Introduzione
Quando moltiplichiamo un numero per 10, 100 o 1000, le sue cifre si spostano verso sinistra di uno, due o tre posti nella tabella del valore posizionale.
Moltiplicare per 10, 100 o 1000 è un'operazione che incontriamo continuamente nella vita di tutti i giorni, ad esempio quando contiamo decine di figurine, centinaia di mattoncini oppure migliaia di abitanti di un paese.

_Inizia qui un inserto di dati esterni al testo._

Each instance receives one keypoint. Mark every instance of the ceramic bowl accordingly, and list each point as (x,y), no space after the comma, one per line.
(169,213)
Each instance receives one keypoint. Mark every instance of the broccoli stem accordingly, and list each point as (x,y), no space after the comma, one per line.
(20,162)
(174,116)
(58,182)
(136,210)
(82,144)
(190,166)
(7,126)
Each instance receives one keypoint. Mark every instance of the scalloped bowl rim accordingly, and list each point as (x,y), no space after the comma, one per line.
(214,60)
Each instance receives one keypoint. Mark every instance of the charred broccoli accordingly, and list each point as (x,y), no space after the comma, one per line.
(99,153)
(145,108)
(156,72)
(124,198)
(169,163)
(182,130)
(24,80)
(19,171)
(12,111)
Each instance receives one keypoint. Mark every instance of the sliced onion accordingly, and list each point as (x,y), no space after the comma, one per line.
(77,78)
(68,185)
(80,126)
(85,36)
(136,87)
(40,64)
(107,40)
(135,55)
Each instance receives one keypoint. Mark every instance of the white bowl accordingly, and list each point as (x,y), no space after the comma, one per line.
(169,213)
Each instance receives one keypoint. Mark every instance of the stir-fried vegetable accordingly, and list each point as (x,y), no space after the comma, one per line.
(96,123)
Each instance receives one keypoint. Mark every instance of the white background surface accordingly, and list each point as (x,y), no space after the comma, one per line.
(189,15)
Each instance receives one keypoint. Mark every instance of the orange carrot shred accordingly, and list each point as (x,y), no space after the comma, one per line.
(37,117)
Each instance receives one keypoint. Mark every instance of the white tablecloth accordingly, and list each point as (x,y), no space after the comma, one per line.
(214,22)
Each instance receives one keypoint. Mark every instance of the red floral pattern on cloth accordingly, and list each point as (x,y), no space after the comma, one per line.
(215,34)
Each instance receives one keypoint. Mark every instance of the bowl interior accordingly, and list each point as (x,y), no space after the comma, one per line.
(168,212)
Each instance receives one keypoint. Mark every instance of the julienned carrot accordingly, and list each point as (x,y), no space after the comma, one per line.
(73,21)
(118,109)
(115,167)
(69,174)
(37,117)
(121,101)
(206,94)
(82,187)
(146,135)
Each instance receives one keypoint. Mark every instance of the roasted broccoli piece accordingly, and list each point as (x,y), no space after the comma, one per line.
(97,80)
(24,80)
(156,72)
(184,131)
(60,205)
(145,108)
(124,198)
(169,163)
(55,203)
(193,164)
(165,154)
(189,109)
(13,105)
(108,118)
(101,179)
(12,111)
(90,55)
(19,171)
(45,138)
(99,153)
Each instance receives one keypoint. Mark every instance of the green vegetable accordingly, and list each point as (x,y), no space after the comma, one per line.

Capire bene questa regola ci permette di eseguire calcoli rapidi senza usare la calcolatrice e di stimare risultati con grande sicurezza.
Lo spostamento delle cifre
Il segreto sta nel valore posizionale: ogni cifra di un numero occupa una posizione precisa che può essere unità, decina, centinaio, migliaio e così via. Quando moltiplichiamo per 10, ogni cifra del numero di partenza sale di un gradino verso sinistra, perché diventa dieci volte più grande di prima. Lo stesso accade moltiplicando per 100, ma in questo caso le cifre salgono di due gradini, mentre per 1000 i gradini diventano tre. Per riempire i posti rimasti vuoti a destra delle cifre, scriviamo degli zeri che servono come segnaposto e indicano l'assenza di unità, decine o centinaia. È fondamentale capire che quegli zeri non sono decorativi: senza di essi il numero perderebbe il proprio valore reale e diventerebbe completamente diverso.
Ecco un esempio chiaro con il numero 47: moltiplicandolo per 10 otteniamo 470, perché il 4 passa dalle decine alle centinaia e il 7 passa dalle unità alle decine. Se invece moltiplichiamo 47 per 1000 il risultato sarà 47 000, perché ogni cifra si sposta di tre posizioni verso sinistra.
La scorciatoia degli zeri
Da quanto abbiamo visto possiamo ricavare una vera e propria scorciatoia utilissima per i calcoli mentali. Per moltiplicare un numero intero per 10 basta aggiungere uno zero alla sua destra, per moltiplicarlo per 100 ne aggiungiamo due e per 1000 ne aggiungiamo tre. Questa regola pratica funziona sempre con i numeri interi, perché aggiungere uno zero a destra equivale a spostare ogni cifra di una posizione verso sinistra. Attenzione però: la scorciatoia è valida soltanto per i numeri interi e non possiamo applicarla in modo automatico ai numeri decimali, dove invece dobbiamo spostare la virgola. Ecco i passi precisi da seguire quando si lavora con un numero intero:
- Guarda il moltiplicatore e conta quanti zeri ha (10 ne ha uno, 100 ne ha due, 1000 ne ha tre).
- Scrivi il numero di partenza così com'è, senza modificarlo.
- Aggiungi a destra esattamente lo stesso numero di zeri che hai contato al passo 1.
Ricorda
- Moltiplicare per 10, 100 o 1000 significa spostare le cifre di uno, due o tre posti verso sinistra nella tabella del valore posizionale.
- Con i numeri interi possiamo usare la scorciatoia di aggiungere a destra tanti zeri quanti sono quelli del moltiplicatore.
- Gli zeri aggiunti non sono decorazioni inutili, ma segnaposto indispensabili che mantengono corretto il valore del numero.
- Prova subito sul quaderno: calcola 26 × 10, poi 26 × 100 e infine 26 × 1000, scrivi i tre risultati uno sotto l'altro e cerchia con il colore rosso gli zeri che hai aggiunto ogni volta.